First and foremost, when you make the general announcement, banish the words "nothing will change" from your vocabulary. Even if you add caveats like "immediately" or "in the foreseeable future" or "in the next three months" you are already wrong. Lots of things change out of necessity, but some basics that need answering: is everyone being paid on the same cycle? How is my last paycheck getting paid out? Do the benefits carry over? What do review cycles look like? What are the retirement matching benefits like? What is my new reporting structure?
These are just top-of-the-brain questions, but there's proof that there are huge and immediate changes. It's even worse when the acquirer is unprepared to answer these questions. I was finding it darkly comic to know that during an M&A, the Acquirer and Acquisition had the exact same retirement benefits manager, using the same percentage matching scale, with the same default fund selection, but instead of making it easy to roll over the benefits, the provider was required to issue a paper check that the beneficiary would have to sign and release back over to the provider to deposit to the new account.
Second, make sure there is a plan, that the HR resources supporting the M&A are drilled on it, and that the knowledge of how people will land in the new organization is both well thought out and well disseminated. Do not carry over people that will get axed in 90 days without warning them that their jobs may be redundant; treat them as human beings that need to provide for themselves and possibly their families. Certainly do this with a modicum of decor.

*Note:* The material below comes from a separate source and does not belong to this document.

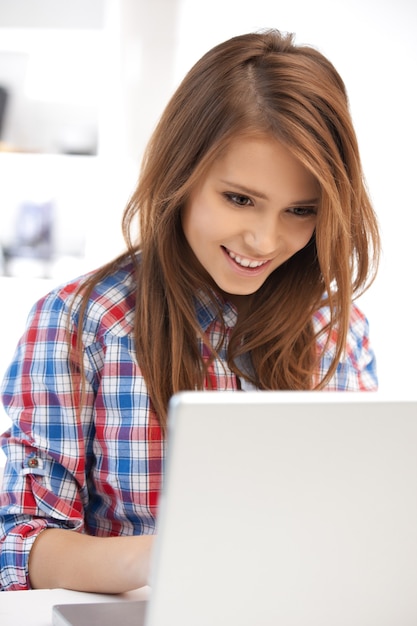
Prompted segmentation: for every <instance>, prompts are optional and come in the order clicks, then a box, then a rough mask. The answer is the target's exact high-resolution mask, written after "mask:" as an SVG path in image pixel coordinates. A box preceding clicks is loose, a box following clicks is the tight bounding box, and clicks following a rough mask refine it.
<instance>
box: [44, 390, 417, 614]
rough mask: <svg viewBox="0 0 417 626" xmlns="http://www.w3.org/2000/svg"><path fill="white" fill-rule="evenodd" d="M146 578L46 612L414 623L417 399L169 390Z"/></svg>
mask: <svg viewBox="0 0 417 626" xmlns="http://www.w3.org/2000/svg"><path fill="white" fill-rule="evenodd" d="M151 586H152V591H151V595H150V600H149V601H148V603H147V605H145V604H144V603H141V602H139V601H138V602H127V603H112V604H111V606H110V605H109V604H106V608H105V611H103V605H101V608H100V604H98V605H96V606H95V607H94V605H93V606H91V605H66V606H62V605H60V606H56V607H54V609H53V619H54V622H53V623H54V624H55V625H60V626H61V625H72V626H81V625H83V624H89V625H90V626H91V625H92V624H96V623H97V624H100V626H106V625H107V624H112V625H113V624H120V626H122V625H123V626H125V625H127V624H129V625H130V624H135V625H136V626H142V625H143V624H144V623H145V624H146V626H277V625H279V626H352V625H354V626H393V625H394V624H395V625H397V624H398V625H399V626H415V625H416V624H417V401H416V400H392V399H391V400H390V399H386V398H383V397H382V396H380V395H379V394H378V393H341V392H335V393H329V392H322V393H320V392H256V391H254V392H245V393H244V392H242V393H236V392H184V393H180V394H178V395H177V396H175V397H174V398H173V399H172V401H171V404H170V412H169V444H168V455H167V465H166V478H165V483H164V488H163V494H162V497H161V504H160V512H159V528H158V538H157V542H156V551H155V555H154V563H153V573H152V580H151ZM145 609H146V611H145ZM94 610H98V611H100V610H101V611H102V616H101V618H99V619H98V621H93V619H94V618H93V617H91V614H90V617H88V618H87V621H82V620H83V619H85V614H86V611H94ZM123 611H124V612H128V616H124V615H123ZM111 612H113V614H112V615H111V614H110V613H111ZM145 613H146V615H145ZM83 615H84V618H83Z"/></svg>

If morale is low immediately during and following the M&A process, imagine what it would be like if your HR person calls a manager, senior manager, or junior executive in to a huddle room or the HR office and tells them, a week or two after the merger is complete that they need to justify their job and identify where it fits in the new org because the job they have is redundant. And, oh yeah, that person's entire team needs to do the same thing because otherwise they will not have employment with the Acquirer in the long term. Think about what that says when two weeks prior everyone was told "nothing will change in the next few months."

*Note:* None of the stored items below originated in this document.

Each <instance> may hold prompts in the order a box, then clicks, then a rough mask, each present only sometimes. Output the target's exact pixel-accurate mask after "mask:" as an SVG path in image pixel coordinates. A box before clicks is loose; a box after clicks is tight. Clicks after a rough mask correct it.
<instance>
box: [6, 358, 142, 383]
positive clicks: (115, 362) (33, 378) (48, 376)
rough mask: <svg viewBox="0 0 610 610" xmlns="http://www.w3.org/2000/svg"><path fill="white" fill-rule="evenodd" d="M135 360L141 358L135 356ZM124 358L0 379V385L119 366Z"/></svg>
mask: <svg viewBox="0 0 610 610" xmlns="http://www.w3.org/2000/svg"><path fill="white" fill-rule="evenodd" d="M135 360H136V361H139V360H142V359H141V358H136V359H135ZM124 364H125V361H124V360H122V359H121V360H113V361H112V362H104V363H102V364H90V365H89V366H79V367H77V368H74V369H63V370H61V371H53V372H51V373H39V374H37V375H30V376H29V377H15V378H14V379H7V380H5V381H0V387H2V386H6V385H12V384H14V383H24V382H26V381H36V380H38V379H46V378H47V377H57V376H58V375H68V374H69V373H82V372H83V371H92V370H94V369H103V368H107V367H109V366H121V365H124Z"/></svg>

If this were me, I'd be looking at an employment lawyer for assistance right away, and I may have suggested that for the person that it happened to as well.

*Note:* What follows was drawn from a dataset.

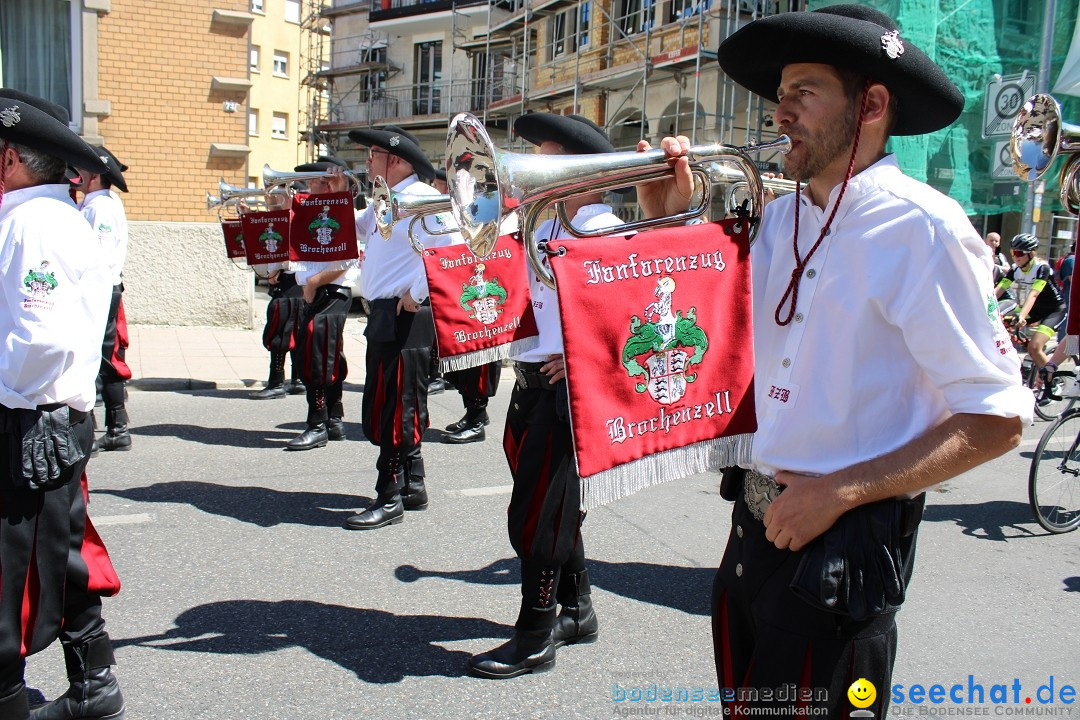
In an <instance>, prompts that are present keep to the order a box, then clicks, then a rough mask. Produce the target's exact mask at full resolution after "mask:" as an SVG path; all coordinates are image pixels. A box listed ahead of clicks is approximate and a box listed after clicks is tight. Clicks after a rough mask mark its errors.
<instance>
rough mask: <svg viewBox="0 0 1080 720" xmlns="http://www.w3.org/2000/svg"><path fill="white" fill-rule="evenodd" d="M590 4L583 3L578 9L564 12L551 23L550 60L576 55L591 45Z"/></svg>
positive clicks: (569, 10)
mask: <svg viewBox="0 0 1080 720" xmlns="http://www.w3.org/2000/svg"><path fill="white" fill-rule="evenodd" d="M589 14H590V13H589V3H588V2H582V3H581V5H580V6H578V8H577V9H570V10H564V11H563V12H561V13H558V14H556V15H553V16H552V18H551V21H549V26H548V28H549V30H550V32H549V35H550V38H551V44H550V45H549V46H548V57H549V59H555V58H556V57H558V56H559V55H564V54H567V53H576V52H578V50H579V49H580V47H584V46H585V45H588V44H589Z"/></svg>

Third, do your research. If the M&A is onboarding a technology stack that is new, but has similarities to one already in play (driving the M&A), do not assume that solutions for one will be the same for the other. If tools were discarded, understand why rather than just ignoring the decisions made. Work on integration - not just stomping on one side or the other backed solely by the phrase "we do it this way."
It is completely possible that the solution might work for both parties, but without taking the time to understand the decision process and the ultimate outcome, it is both reckless and demoralizing for the party whose decisions and possibly expertise get thrown out the window. The expectation that all technology solutions are "one-size-fits-all" is a ridiculous one and the main driver behind such a varied landscape when it comes to technology - one solution does not fit every situation and the expectation that it will could be a very costly mistake.
Finally, be understanding. Rapid upheaval and change is a stress-maker, and stress increases health issues, reduces productivity, and can greatly impact communication even among strong, closely knit teams. When those teams are in lock-step driving towards some sort of goal, any one of the problems stated previously, and even more that I have not touched on, can drive an entire organization to disaster as that stress multiplies due to those bonds.
I have no doubt that the road to fast-paced M&As with abbreviated discovery periods are often well intentioned, but I also think many people know what roads are paved with good intentions, and why they should not be taken. It is not positive or profitable to end up with a new division, new employees, or new products where the people responsible are highly stressed at best and resentful at worst.